1. You need to start with a good quality drill bit. Top of the line is not a necessity, but now that you won’t be going through a bunch of them, you can spend more money on quality.
2. Next, you need a little bit of patience. It does require stopping several times to reapply the PVC cleaner for every hole you drill, depending on the thickness of the steel. I’m not sure why it works, but it seems to me that the cleaner keeps the bit cool to prevent the cutting edge from being burnt or damaged from overheating.
3. Typically it is best to start with a center punch to make a point or divot to prevent the drill bit from walking on you.
4. Dip your drill bit into the PVC cleaner and start drilling.
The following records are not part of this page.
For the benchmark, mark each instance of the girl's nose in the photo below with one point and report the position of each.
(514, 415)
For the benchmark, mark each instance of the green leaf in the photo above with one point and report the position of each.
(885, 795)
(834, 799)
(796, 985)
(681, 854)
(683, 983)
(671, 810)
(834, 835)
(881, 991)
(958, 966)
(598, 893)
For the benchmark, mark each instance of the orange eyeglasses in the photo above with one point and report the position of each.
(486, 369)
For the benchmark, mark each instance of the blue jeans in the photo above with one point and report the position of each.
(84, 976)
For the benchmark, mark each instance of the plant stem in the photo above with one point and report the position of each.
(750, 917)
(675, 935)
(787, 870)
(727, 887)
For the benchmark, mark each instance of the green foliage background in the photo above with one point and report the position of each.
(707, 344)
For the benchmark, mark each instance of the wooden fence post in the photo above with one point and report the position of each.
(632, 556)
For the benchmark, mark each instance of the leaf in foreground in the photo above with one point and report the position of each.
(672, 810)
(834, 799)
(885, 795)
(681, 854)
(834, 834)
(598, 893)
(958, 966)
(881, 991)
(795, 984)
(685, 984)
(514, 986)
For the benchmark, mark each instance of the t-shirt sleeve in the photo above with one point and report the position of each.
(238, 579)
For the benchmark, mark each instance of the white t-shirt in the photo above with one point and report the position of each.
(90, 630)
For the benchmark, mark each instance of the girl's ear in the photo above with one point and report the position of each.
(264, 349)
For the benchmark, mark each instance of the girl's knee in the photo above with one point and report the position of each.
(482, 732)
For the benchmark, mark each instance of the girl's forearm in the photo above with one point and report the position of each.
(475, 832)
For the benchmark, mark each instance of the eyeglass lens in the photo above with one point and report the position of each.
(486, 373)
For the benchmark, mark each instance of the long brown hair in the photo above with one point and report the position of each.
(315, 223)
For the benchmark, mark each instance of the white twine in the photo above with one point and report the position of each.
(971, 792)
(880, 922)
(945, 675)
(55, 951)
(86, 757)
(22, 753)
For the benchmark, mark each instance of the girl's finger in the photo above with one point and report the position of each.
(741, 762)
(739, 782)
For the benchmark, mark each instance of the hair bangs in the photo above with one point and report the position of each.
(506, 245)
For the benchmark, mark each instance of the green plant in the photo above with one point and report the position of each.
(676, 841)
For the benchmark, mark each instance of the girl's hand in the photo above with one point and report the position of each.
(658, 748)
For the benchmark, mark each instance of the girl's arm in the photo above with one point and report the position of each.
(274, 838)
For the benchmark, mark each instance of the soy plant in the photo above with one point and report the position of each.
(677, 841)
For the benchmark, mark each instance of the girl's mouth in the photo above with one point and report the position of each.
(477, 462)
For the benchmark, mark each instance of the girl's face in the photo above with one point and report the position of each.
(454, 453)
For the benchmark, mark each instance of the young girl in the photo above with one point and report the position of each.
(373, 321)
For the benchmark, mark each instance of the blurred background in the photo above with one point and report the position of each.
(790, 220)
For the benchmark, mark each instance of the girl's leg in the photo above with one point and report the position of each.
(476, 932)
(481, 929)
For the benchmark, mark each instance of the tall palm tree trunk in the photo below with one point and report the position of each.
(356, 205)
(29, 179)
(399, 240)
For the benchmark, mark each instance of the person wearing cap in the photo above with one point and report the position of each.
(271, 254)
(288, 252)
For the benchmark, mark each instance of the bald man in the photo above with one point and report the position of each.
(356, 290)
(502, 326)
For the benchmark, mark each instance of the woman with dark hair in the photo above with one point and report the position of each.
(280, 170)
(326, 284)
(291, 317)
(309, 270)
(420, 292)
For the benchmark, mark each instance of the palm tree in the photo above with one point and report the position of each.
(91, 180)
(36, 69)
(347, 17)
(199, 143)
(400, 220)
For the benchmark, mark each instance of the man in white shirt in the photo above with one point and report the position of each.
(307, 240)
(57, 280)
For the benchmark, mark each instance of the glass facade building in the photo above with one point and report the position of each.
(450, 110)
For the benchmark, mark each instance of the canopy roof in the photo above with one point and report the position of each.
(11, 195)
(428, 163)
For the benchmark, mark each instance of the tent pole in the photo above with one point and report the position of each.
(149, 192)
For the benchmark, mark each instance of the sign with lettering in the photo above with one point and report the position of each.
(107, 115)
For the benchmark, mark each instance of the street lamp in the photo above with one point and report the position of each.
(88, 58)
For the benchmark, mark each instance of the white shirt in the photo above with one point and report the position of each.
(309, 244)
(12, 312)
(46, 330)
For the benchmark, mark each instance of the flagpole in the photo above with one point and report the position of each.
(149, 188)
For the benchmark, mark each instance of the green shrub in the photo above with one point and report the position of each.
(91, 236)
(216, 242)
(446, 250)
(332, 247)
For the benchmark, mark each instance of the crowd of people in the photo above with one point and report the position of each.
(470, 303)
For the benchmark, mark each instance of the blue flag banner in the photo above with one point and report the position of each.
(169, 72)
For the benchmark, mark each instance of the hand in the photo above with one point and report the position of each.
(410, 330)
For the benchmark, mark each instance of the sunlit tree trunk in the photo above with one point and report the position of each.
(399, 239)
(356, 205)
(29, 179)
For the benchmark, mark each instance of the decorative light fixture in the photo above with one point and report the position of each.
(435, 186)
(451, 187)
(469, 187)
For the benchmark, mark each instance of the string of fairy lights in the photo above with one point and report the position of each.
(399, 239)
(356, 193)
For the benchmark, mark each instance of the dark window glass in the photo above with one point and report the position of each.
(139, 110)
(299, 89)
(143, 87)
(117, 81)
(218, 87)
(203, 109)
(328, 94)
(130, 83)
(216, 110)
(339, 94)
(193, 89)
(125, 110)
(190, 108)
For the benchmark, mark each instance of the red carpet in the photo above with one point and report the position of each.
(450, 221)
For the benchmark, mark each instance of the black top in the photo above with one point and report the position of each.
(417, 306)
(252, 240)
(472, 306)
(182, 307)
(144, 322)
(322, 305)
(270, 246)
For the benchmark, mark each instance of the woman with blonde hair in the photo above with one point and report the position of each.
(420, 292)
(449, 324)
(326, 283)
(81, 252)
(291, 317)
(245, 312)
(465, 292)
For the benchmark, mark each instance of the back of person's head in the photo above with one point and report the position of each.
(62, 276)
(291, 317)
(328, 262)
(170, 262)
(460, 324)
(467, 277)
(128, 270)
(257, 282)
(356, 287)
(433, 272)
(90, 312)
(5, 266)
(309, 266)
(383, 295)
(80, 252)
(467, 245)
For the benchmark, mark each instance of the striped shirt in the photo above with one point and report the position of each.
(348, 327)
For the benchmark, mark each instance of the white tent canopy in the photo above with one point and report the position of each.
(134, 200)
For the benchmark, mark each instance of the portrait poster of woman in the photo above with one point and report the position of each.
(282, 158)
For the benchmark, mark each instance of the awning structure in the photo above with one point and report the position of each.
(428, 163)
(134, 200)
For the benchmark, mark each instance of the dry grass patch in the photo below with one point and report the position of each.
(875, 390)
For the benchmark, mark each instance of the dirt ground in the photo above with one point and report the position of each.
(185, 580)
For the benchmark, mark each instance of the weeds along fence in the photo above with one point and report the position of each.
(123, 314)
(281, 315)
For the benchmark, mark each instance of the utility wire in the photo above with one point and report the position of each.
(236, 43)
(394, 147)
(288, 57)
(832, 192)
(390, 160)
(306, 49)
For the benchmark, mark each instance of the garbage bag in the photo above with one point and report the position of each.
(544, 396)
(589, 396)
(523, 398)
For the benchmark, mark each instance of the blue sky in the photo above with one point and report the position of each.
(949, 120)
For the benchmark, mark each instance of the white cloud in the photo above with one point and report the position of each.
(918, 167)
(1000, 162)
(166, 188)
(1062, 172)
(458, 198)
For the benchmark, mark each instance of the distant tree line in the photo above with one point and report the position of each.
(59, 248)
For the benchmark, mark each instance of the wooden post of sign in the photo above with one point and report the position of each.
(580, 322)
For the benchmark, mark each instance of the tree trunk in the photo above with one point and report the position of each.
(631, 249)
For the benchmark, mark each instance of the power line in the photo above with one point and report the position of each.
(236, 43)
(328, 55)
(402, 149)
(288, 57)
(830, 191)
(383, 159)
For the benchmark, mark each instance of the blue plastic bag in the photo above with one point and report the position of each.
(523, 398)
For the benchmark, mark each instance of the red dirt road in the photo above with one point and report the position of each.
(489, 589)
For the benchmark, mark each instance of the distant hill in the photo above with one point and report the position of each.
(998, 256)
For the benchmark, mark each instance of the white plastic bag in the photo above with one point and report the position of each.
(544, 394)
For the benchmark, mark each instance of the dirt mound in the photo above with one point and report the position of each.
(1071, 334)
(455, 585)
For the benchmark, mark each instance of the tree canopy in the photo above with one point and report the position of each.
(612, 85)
Using your variable speed trigger while applying appropriate down pressure, vary the speed of your drill bit until you find the speed that gives you the best results. It is typically lower to mid speeds and not wide open. It will drill well for several seconds, but the cleaner will wear off, so you may have to dip it a couple times when drilling the hole.
I’ve found it better to stop drilling and dip your bit more often than not. It will keep your good bit cutting and working much longer and your sanity intact!
PVC cleaner on a drill bit will not make a bad bit work well. Once the bit is dull, into the graveyard it goes, so that’s why it’s important to start off with a good bit.
If you do this and dip often, you’ll be able keep that bit in use much longer.
While we haven’t personally tested it out, our feeder manufacturer recently recommended Elmer’s Glue as an option. What trick do you have for drilling through stainless steel?
Hope this helps.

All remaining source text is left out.